Menurut Rudi, salah seorang pengawas paguyuban Pasar Minulyo Pacitan, selama ini paguyuban terkesan ditinggalkan.
Pada kegiatan sowan ke bupati pekan kemarin, memang ketua paguyuban pasar ikut serta pada kegiatan tersebut. “Akan tetapi kami dari anggota paguyuban sama sekali tidak diajak rembukan terlebih dahulu. Mungkin ketua menganggap kehadirannya dengan beberapa elemen masyarakat lainnya tersebut, sudah mewakili paguyuban. Padahal kami merasa tidak pernah diajak rembukan sama sekali soal penanganan covid-19 di pasar,” katanya, Ahad (31/1).
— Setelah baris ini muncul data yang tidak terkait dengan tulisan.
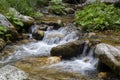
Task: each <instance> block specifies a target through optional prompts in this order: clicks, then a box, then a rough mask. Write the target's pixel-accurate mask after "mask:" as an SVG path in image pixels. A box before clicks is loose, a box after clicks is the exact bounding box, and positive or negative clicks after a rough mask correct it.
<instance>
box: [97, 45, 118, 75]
mask: <svg viewBox="0 0 120 80" xmlns="http://www.w3.org/2000/svg"><path fill="white" fill-rule="evenodd" d="M95 54H96V55H97V56H98V58H99V60H100V61H101V62H102V63H104V64H105V65H107V66H108V67H109V68H111V69H112V70H113V71H114V72H115V73H117V74H118V75H120V48H119V47H117V48H116V47H114V46H111V45H108V44H105V43H101V44H98V45H97V46H96V48H95Z"/></svg>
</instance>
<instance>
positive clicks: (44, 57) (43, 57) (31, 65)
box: [15, 57, 61, 69]
mask: <svg viewBox="0 0 120 80" xmlns="http://www.w3.org/2000/svg"><path fill="white" fill-rule="evenodd" d="M60 61H61V57H36V58H26V59H23V60H21V61H18V62H17V63H16V64H15V65H16V66H18V67H21V68H28V69H31V68H33V69H35V68H36V67H41V66H48V65H51V64H54V63H58V62H60Z"/></svg>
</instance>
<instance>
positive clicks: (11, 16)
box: [6, 12, 24, 30]
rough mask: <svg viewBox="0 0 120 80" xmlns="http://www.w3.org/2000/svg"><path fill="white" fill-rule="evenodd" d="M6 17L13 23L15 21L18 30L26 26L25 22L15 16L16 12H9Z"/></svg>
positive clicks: (6, 15) (16, 27)
mask: <svg viewBox="0 0 120 80" xmlns="http://www.w3.org/2000/svg"><path fill="white" fill-rule="evenodd" d="M6 17H7V19H8V20H9V21H10V22H11V23H13V25H14V26H15V27H16V29H17V30H20V29H21V28H22V27H23V26H24V24H23V22H22V21H21V20H20V19H19V18H17V17H15V16H14V13H12V12H9V13H7V15H6Z"/></svg>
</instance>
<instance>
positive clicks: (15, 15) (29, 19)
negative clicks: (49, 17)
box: [9, 8, 34, 25]
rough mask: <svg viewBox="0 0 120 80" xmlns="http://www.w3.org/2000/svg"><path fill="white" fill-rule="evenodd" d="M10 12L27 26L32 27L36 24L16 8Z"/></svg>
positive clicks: (31, 17) (10, 10)
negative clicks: (33, 23)
mask: <svg viewBox="0 0 120 80" xmlns="http://www.w3.org/2000/svg"><path fill="white" fill-rule="evenodd" d="M9 11H10V12H12V13H13V14H14V16H15V17H17V18H19V19H20V20H21V21H22V22H23V23H24V24H25V25H31V24H32V23H33V22H34V19H33V18H32V17H30V16H25V15H22V14H20V13H19V12H18V11H17V10H16V9H14V8H10V9H9Z"/></svg>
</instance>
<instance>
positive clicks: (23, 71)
mask: <svg viewBox="0 0 120 80" xmlns="http://www.w3.org/2000/svg"><path fill="white" fill-rule="evenodd" d="M0 80H29V79H28V74H27V73H25V72H24V71H22V70H20V69H18V68H16V67H14V66H11V65H6V66H4V67H2V68H0Z"/></svg>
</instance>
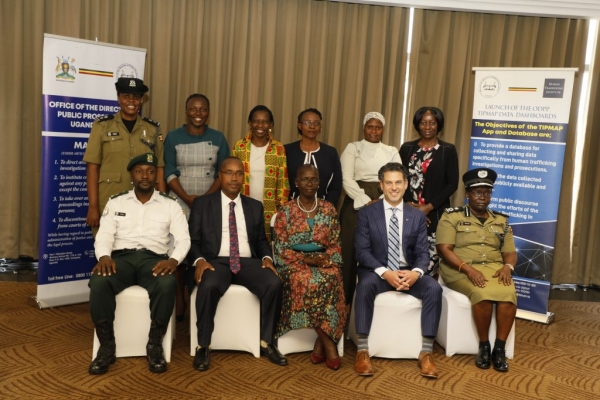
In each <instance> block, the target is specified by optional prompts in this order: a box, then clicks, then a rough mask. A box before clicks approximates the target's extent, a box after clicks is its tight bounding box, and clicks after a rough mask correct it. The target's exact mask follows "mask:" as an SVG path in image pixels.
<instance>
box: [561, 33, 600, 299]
mask: <svg viewBox="0 0 600 400" xmlns="http://www.w3.org/2000/svg"><path fill="white" fill-rule="evenodd" d="M599 41H600V33H599V34H598V36H597V37H596V42H597V43H600V42H599ZM590 72H591V73H590V82H591V88H590V103H589V111H588V121H587V127H586V132H585V138H584V140H583V143H584V147H583V155H582V159H581V186H580V190H579V197H578V200H577V212H576V217H575V234H574V238H573V264H572V266H571V268H569V269H563V268H557V267H555V269H554V271H553V274H554V273H557V274H559V276H560V280H561V282H565V283H577V284H580V285H583V286H595V287H600V267H599V266H598V265H599V263H598V260H600V185H599V184H598V182H599V177H600V162H598V154H600V135H599V134H598V126H599V125H600V46H596V53H595V55H594V62H593V64H592V66H591V70H590ZM565 206H567V205H565Z"/></svg>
Rudi juga berharap, GTPP bisa lebih transparan tehadap hasil tracing dan testing yang dilaksanakan. Ia pun meminta apapun hasilnya, bisa disampaikan ke publik, agar bisa menjadi kewaspadaan dini. “Kami masih optimis kalaupun berimbas terhadap sepinya transaksi perniagaan di dalam pasar, itu hanya sementara. Setelah itu pasti akan normal kembali. Sebab kami berkeyakinan, masyarakat Pacitan belum bisa terlepas dari pasar,” jlentrehnya.
Saat ditanya berapa pedagang yang positif covid-19, Rudi menyatakan tidak tahu secara pasti. “Kalau kabarnya ada 37 yang positif. Hasil secara keseluruhan kami juga tidak paham. Sebab GTPP saat ditanya tidak pernah menyampaikan,” ungkap Rudi.